- Born: 1840 Oneida County, New York
- Died: April 6, 1915 (aged 74–75)
- Allegiance: United States of America Union
- Branch: United States Army Union Army
- Rank: Corporal
- Unit: Company D, 111th New York Volunteer Infantry Regiment
- Conflicts: American Civil War
- Awards: Medal of Honor

= Franklin W. Lutes =

Franklin W. Lutes (1840 - April 6, 1915) was a soldier in the Union Army and a Medal of Honor recipient for his actions in the American Civil War.

Lutes enlisted in the Army from Geddes, New York in March 1864. Serving with the 111th New York Infantry, he was captured at the Second Battle of Ream's Station, but later paroled and promoted to Corporal. When his regiment disbanded in 1865, he was transferred to the 4th US Artillery Regiment.

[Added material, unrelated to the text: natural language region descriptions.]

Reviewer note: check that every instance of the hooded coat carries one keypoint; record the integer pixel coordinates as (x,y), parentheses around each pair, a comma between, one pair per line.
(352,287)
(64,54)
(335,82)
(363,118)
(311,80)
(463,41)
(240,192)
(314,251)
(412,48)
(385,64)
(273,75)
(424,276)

==Medal of Honor citation==
Rank and organization: Corporal, Company D, 111th New York Infantry. Place and date: At Petersburg, Va., March 31, 1865. Entered service at: ------. Birth: Oneida County, N.Y. Date of issue: April 3, 1865.

Citation:

Capture of flag of 41st Alabama Infantry (C.S.A.), together with the color bearer and one of the color guard.